The Biome of Northeast Minnesota

Coniferous Forest

Big image
(above a typical view of Minnesota's coniferous forests)

(image credit: http://www.dnr.state.mn.us/state_parks/bear_head_lake/index.html)

The Abiotic and Interactions



The coniferous forests of Northeast Minnesota are cool and moist. Soil in the area is shallow and acidic, due to the dropping of pine needles. The large glacial lakes and high amounts of precipitation keep the forests wet and lush. While the geographical location keeps the temperature cool in the summer, and gives rise to harsh winters. The region is known for powerful storms and fires, which ravage the region. In the wake of these disasters the forest is quick to repair itself. The animals here are adapted to the cold, and sport camouflage appropriate to the region. The plants are very hardy, and have the ability to start photosynthesis earlier in the spring.

The Biotic

The three most common types of vegitation are Picea glauca, Abies grandis,and Larixo lariaina
Three animals found in the area are:


Grey Wolf (Canis lupus): A large and predatory canine. It hunts in family groups called packs. The grey wolf has color variations but typically is gray, with muscular withers, and a long bushy tail.
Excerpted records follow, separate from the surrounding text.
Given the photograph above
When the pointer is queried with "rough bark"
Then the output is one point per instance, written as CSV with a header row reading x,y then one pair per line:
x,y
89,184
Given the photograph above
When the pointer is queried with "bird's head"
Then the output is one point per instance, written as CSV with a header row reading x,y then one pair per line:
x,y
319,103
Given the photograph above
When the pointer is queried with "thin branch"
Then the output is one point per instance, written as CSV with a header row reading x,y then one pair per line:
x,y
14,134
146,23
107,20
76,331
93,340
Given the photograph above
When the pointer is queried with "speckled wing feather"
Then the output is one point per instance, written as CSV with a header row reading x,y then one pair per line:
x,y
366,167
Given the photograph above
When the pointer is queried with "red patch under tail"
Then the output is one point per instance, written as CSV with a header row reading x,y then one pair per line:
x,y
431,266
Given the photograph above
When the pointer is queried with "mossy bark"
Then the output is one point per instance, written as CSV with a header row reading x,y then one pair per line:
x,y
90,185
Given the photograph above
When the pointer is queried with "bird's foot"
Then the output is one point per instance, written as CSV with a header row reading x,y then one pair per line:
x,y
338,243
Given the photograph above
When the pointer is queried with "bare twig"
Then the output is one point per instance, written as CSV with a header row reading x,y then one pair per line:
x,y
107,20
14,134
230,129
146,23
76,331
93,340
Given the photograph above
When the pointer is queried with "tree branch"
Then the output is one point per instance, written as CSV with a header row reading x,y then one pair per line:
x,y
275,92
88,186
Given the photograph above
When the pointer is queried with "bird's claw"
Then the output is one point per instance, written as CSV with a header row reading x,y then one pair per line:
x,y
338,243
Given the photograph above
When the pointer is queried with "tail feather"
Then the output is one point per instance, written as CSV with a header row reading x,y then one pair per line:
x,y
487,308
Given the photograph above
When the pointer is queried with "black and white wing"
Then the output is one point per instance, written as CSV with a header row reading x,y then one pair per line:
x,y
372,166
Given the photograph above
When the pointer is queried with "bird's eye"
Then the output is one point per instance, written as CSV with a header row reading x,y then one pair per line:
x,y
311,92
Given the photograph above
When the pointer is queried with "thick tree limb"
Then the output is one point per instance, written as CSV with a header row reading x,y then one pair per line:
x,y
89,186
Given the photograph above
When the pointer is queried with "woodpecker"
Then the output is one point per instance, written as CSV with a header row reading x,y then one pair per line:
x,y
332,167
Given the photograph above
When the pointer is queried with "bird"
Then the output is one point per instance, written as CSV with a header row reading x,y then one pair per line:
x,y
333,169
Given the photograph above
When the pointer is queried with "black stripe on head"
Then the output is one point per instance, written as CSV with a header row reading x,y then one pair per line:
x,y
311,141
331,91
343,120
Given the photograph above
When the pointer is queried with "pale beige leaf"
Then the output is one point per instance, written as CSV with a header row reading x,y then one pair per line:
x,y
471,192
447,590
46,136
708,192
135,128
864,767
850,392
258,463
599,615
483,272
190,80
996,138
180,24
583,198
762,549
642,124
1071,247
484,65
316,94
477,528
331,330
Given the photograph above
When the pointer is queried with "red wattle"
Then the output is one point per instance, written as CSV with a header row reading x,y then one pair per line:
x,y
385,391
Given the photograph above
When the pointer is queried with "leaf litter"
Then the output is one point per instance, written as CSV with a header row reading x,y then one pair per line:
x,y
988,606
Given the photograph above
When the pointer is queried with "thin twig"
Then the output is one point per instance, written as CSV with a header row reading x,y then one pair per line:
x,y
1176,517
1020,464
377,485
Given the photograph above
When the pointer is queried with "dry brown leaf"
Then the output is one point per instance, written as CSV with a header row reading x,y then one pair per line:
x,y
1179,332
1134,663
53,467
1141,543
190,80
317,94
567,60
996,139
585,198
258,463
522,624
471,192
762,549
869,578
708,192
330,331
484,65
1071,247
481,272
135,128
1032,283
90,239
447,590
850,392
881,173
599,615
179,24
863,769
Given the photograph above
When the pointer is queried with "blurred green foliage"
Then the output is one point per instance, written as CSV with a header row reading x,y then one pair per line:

Black Bear (Ursus americanus): Though small for a bear, black bears are still quite large. They sport a shiny black coat over a very powerful body. Being omnivorous, black bears play an important role in the food web.


Walleye (Sander vitreus): Walleyes are a fish present in many of the lakes in the region. Long and sleek, they are popular among many of the fishermen of the region. Walleyes have fins lined with spines and a mouthful of needle sharp teeth.